This means, first, that the treble region sounds balanced. The PS1000s have a treble region that seems appropriate (measured against the sound of live music) in relation to the midrange. That’s good, though I think this is the easiest item on the treble checklist.
To have great treble, though, one also has to make headphones whose treble is balanced within the treble region. This is where most headphones fall apart, to a greater or lesser degree. They have a dip somewhere or a peak or both. It can take a while to hear this, because some driver resonances are in a very small region and thus aren’t triggered by most music (or you miss it in the mix). Well, folks, I’m here to say that the Grado PS1000s have fewer of these treble problems than the other headphones I’ve heard. On disc after disc the treble simply sounds clear, and the tonality of each instrument comes through. That is, each treble-heavy instrument sounds like itself. ‘Sounds easy, but it isn’t.
Finally, treble performance needs to be clean, with good dynamics. The PS1000s come through here as well, by offering a very low distortion treble sound. You particularly notice this via the superb instrument-to-instrument separation on offer here. Grain, hash and noise are missing, so you just hear the instruments. Micro-dynamics are well done too, with the decay of voices and instruments heard very easily.
A note of caution is in order, though. Many if not most modern D/A converters have treble problems, particularly with transients. I don’t know how suitable the PS1000s would be with the splashy treble many have become accustomed to. I don’t see why they would fare any worse that lesser headphones, but you would be advised to check this out. The converse of this is that with standard issue DACs you may not fully appreciate the treble achievement of the PS1000.
The qualities of the PS1000 treble extend into the mid-range. Instrumental separation is excellent, and instrumental tonality holds up well. One indicator of the midrange excellence of the PS1000 hits you when you notice that there is almost no discernable discontinuity between the midrange and the treble. While many headphones use a single driver and thus have no mechanical discontinuity, this doesn’t prevent them from having sonic flavors that differ across these frequency regions. Not so with the PS1000s.
When we come to macro-dynamics, though, we get to an area where the PS1000s are good but not great. On orchestral tuttis and power guitar the PS1000s never put a foot wrong, but in this conservative approach they also don’t quite capture the punch of the real thing.

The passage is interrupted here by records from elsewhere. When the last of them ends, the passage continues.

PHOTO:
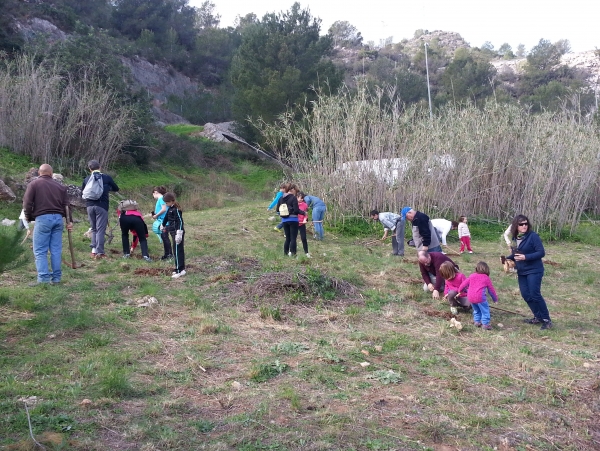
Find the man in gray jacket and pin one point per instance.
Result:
(98, 208)
(393, 222)
(424, 234)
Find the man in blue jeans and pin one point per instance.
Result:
(319, 209)
(45, 202)
(98, 209)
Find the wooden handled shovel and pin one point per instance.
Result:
(73, 264)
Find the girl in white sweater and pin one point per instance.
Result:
(464, 235)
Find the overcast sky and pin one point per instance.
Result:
(513, 21)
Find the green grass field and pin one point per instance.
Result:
(254, 350)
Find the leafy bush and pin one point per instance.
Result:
(266, 371)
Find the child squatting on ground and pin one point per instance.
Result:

I did use my two favorite headphone amps with the PS1000s, and found that the all-tube Woo Audio WA22 yielded better results largely because it allowed these dynamics to breathe a bit more. With great headphones ancillary equipment will matter.
That said, I think the transition to the bass and the bass performance is the weak spot of the PS1000s, and is partly if not mostly responsible for my less than complete endorsement of their macro-dynamics. Grado has built a slightly warm bass balance into the PS1000, which is musical if not precisely accurate. Bass instruments are present and accounted for and the mix of band members sounds right. But bass transients seem a little soft, as if there is some resonance in that region or perhaps there is an upper bass dip. If you are a bass detail fanatic, these might not be your headphones.
Finally, as readers of my past reviews will know, I like to consider the overall vividness of a headphone, which is ability of the headphone to make music sound intense and realistically alive. The PS1000s are quite good in this regard, thanks to their excellent micro-dynamics and ability to render complex mixes without getting muddy or confused. They don’t have the “slam” on big material that some ‘phones do, and the transient sound is well controlled, so the sound isn’t as exciting as some competitors. Nonetheless, the transparency of the PS1000 creates a sense of realism that will get to the soul of music for many.
On Alison Krauss and Union Station’s song “Stay” [Alison Krauss & Union Station – Forget About It, Rounder], Alison’s voice, which is rather light, occasionally gets into a range where there is some slightly sibilant stridency from other headphones, but here the PS1000s sound remarkably clear and distortion free.